Et pourtant, sur le secteur de l'IA, si Apple semble exceller du côté matériel, on le sait bien, l'entreprise reste encore à la traine sur le développement de la partie logicielle.
Apple a publiquement annoncé que les améliorations portées sur Siri étaient repoussées à 2026. La société a dû reprendre les pages de son site Web en y ajoutant des astérisques. En promouvant son iPhone 16E avec une version de Siri qui n'existe pas encore, la société a été accusée de publicité mensongère et doit désormais faire face à un recours collectif. Bref, la partie logicielle n'est pas à la hauteur et la société doit revoir son organisation.
Pression des actionnaires, pression des utilisateurs, Apple semble s'être précipitée et le message marketing est en décalage avec la réalité des avancements techniques. La société aurait-elle réellement menti, comme le souligne certains ou les équipes ont-elles manqué de communications entre elles ?

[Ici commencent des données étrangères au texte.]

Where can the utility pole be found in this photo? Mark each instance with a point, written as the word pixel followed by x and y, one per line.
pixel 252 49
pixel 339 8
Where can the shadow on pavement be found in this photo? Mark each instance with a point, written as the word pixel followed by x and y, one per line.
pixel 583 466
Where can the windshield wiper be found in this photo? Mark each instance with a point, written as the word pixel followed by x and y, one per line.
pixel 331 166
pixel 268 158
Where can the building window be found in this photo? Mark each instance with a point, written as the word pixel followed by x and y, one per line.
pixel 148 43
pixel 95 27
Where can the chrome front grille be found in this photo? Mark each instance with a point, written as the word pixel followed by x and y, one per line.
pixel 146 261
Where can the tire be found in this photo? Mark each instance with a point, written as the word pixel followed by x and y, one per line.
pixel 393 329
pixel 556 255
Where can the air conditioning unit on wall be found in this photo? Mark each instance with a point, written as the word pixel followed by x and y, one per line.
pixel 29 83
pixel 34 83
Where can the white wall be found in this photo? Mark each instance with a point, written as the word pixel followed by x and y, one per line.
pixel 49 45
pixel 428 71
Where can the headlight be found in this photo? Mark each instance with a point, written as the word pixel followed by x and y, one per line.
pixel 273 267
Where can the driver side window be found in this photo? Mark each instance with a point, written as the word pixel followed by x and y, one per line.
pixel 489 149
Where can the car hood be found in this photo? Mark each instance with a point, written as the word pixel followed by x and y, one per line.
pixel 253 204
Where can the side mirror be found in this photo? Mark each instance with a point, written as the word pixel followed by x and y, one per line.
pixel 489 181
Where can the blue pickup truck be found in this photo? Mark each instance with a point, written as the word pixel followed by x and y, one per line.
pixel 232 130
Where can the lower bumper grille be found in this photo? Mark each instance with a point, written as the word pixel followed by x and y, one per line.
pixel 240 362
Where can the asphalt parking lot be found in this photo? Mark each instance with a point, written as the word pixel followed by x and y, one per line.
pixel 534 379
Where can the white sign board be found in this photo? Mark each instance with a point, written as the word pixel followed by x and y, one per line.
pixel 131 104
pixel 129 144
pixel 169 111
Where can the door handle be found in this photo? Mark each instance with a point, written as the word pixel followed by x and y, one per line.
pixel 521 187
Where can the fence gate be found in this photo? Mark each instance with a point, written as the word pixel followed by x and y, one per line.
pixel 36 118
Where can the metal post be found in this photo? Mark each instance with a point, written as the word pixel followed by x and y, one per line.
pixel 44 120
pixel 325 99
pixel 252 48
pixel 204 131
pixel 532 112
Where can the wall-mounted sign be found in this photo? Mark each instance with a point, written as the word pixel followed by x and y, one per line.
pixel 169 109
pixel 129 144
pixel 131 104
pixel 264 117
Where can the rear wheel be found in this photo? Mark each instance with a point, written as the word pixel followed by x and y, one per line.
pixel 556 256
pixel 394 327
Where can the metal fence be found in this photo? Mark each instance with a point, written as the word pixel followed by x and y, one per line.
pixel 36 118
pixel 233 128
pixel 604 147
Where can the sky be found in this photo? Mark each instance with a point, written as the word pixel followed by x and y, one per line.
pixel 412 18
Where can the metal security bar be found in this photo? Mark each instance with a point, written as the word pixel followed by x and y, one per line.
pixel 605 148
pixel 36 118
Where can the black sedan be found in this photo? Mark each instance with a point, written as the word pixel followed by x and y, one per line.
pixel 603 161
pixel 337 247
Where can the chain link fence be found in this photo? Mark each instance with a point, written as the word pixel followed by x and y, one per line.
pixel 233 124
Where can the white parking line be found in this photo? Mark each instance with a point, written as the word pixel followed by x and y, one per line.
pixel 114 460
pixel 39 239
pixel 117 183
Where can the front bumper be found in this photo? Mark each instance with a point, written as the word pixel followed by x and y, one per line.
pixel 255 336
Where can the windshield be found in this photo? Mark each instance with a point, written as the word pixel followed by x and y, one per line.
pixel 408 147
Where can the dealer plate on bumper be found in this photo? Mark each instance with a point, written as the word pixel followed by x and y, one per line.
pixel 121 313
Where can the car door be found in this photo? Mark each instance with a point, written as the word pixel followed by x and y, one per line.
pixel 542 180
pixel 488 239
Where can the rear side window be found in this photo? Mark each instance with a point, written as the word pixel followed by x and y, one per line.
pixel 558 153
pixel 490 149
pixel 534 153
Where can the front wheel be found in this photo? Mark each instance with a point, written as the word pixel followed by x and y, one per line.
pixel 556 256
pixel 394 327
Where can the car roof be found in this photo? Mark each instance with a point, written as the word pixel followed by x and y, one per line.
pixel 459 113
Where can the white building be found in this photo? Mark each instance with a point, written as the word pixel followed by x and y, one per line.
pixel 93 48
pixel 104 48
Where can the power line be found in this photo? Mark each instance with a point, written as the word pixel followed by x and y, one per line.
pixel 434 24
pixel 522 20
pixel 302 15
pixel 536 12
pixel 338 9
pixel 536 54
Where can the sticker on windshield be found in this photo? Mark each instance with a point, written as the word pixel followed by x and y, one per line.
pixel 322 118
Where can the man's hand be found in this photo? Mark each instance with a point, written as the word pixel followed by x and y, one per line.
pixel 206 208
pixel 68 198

Apple se trouve donc confrontée à un double défi qui remet en question sa stratégie historique. D'une part, les exigences réglementaires de Bruxelles imposent à l'entreprise une ouverture sans précédent de son écosystème, bouleversant son modèle d'intégration verticale. D'un autre côté, l'essor rapide de l'intelligence artificielle place la firme de Tim Cook dans une position de retard technologique. Apple semble alors avoir du mal à appliquer sa traditionnelle approche d'innovation contrôlée, la forçant à envisager des partenariats externes (comme avec OpenAI) et à repenser fondamentalement sa stratégie hardware-software.